Early last winter my 67-year-old father went to the emergency room looking for a diagnosis. He’d known that there was something wrong, but his primary care physician had been unable to detect what it was. Dad’s skin was tinged yellow and he’d lost twenty pounds without any effort — my siblings and I urged him forward.
By evening, I still hadn’t heard from my father. Arriving at our small town hospital, my husband and I were ushered into a private examination room where my father sat and my mother was crying. A mild-mannered doctor returned and gave us the shock of our lives — my dad had pancreatic cancer and less than a year to live.
I felt sick inside. My father is one of those tough guys who believes that he’ll make it through anything. Several years prior, he’d survived a motorcycle accident, but had lost his left leg. Though he walks with a prosthesis, he is in pain every day. I’ve never seen my dad cry, but he shed tears that night.
My journey into and through the medical maze of a taboo subject I’d subconsciously avoided brought me to the realization that I was shockingly unprepared. I knew little of the medical establishment, or of the dreaded disease, cancer. I hated that word.
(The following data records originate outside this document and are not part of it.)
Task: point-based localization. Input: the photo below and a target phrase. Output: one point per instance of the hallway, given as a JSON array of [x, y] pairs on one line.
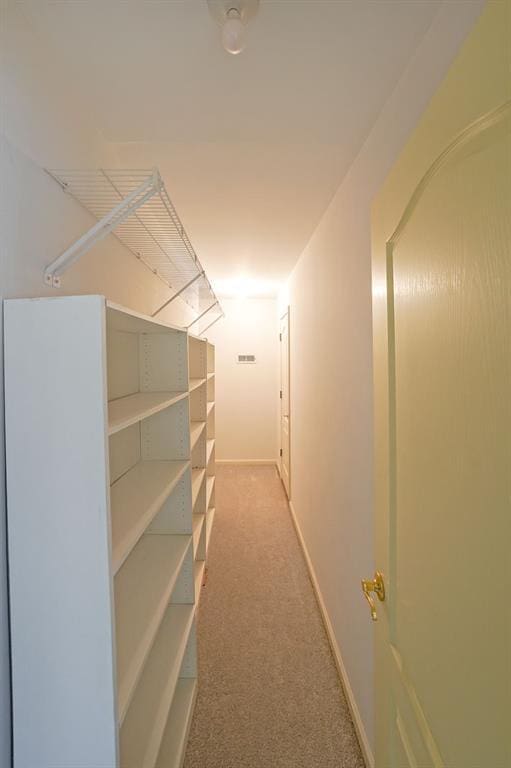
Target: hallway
[[269, 695]]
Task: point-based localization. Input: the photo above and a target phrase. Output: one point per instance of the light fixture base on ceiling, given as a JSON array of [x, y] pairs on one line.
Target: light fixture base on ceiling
[[220, 8]]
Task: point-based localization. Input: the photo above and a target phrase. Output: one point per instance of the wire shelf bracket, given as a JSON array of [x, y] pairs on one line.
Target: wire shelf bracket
[[134, 207]]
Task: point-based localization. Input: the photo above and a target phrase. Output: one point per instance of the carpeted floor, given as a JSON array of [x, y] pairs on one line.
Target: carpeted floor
[[269, 694]]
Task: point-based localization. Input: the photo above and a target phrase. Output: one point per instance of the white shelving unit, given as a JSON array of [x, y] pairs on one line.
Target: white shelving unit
[[201, 357], [110, 484]]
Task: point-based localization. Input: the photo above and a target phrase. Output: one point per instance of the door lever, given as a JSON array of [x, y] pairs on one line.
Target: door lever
[[377, 586]]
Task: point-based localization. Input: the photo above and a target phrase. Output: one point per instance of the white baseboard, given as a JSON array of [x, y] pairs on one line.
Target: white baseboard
[[355, 714], [248, 462]]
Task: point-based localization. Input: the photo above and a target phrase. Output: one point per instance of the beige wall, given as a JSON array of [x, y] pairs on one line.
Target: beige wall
[[329, 293], [43, 124], [247, 395]]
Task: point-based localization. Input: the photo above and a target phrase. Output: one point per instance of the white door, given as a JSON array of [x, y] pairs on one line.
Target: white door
[[443, 437], [284, 402]]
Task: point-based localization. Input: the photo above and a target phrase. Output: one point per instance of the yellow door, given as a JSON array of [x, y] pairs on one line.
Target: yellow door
[[284, 402], [442, 354]]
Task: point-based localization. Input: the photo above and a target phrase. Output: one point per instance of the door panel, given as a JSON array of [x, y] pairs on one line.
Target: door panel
[[449, 269], [284, 403]]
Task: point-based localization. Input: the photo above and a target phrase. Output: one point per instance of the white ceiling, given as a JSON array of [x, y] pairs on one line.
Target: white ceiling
[[252, 147]]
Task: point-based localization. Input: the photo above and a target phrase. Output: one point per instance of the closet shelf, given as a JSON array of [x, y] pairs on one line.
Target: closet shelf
[[198, 523], [210, 516], [135, 500], [197, 478], [134, 206], [143, 588], [128, 410], [144, 726], [176, 734], [210, 482], [198, 568], [196, 430]]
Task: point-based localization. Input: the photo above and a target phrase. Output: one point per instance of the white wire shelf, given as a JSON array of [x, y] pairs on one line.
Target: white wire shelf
[[134, 206]]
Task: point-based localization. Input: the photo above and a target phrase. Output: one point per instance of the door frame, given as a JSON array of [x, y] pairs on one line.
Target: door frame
[[287, 315]]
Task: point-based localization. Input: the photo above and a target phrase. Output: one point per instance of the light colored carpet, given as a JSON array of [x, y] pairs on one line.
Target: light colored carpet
[[269, 695]]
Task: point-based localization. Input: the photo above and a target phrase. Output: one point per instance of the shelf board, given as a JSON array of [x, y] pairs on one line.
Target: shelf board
[[197, 523], [173, 746], [196, 429], [197, 477], [210, 483], [198, 575], [136, 498], [143, 728], [210, 516], [128, 410], [143, 588]]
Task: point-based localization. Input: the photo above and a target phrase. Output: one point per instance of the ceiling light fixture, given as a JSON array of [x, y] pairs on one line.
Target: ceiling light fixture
[[232, 16]]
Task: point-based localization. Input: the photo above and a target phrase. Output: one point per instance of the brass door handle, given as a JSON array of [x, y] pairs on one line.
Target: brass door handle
[[377, 586]]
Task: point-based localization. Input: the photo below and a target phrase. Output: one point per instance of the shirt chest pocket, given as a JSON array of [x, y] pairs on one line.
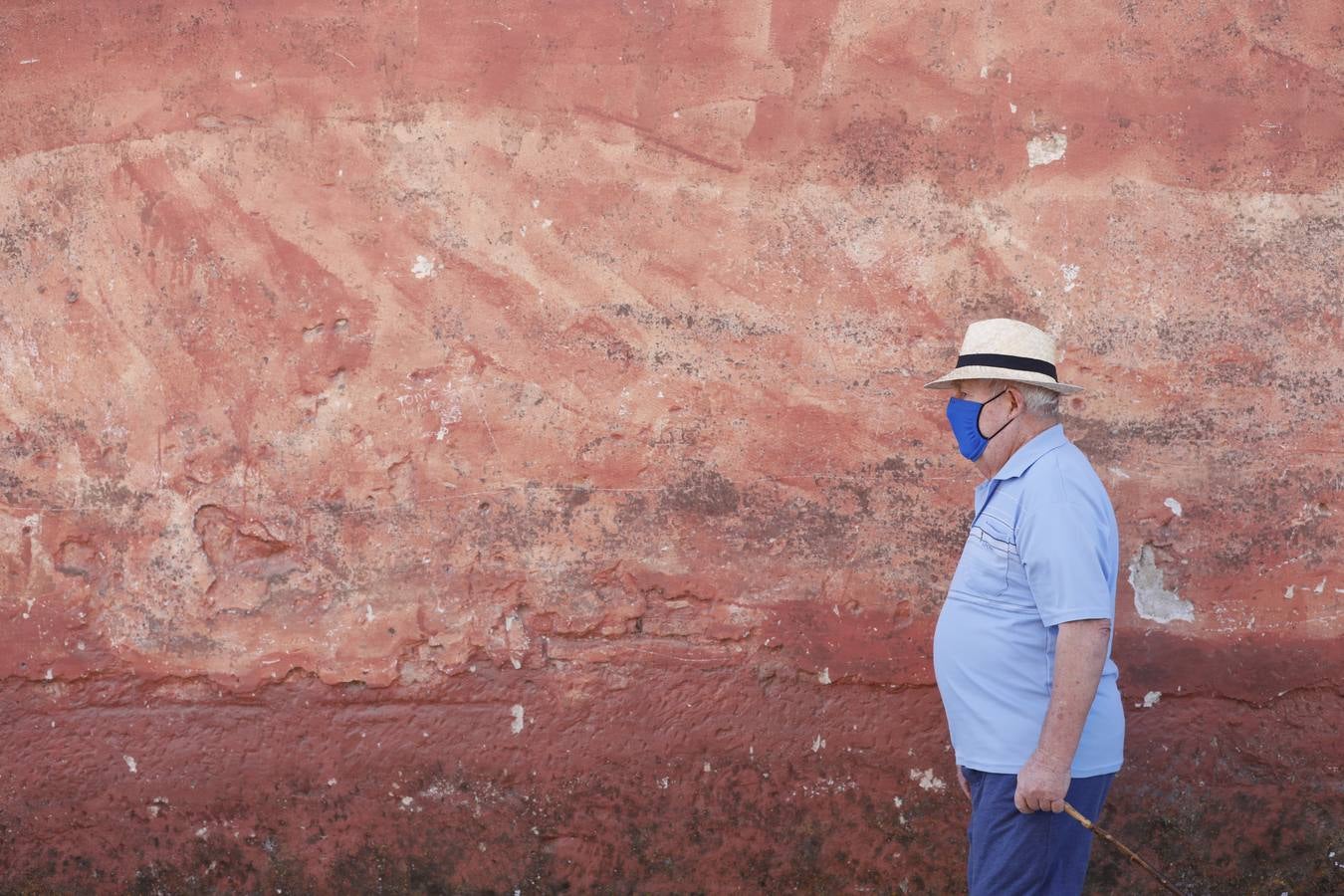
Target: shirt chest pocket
[[987, 559]]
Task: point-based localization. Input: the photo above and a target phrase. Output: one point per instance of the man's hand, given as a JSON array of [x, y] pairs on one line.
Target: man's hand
[[1041, 784]]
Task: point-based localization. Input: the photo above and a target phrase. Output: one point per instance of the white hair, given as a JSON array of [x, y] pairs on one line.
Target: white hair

We as a family quickly acted, searching for an oncologist Dad liked, weighing options, talking with specialists, researchers, and survivors. I even found myself phoning an old friend — now a well known liver transplant specialist — hoping against hope that a miracle existed.
Doing the usual “daughter deal,” I set up a notebook for Mom and Dad, encouraged them to eat well, exercise, and travel when able. Exploring alternatives, they learned how to squeeze juice, stir up a protein shake, and differentiate between organic or not while in the grocery store.






Article comments
1 - Emily
I'm 14 and went through that myself and my father! I don't think anyone could ever really get over that. I think it changed me forever, as it would anyone
2 - Kelly Jad'on
Thanks for your comment. It seems that cancer is every where in the news lately, affecting us all.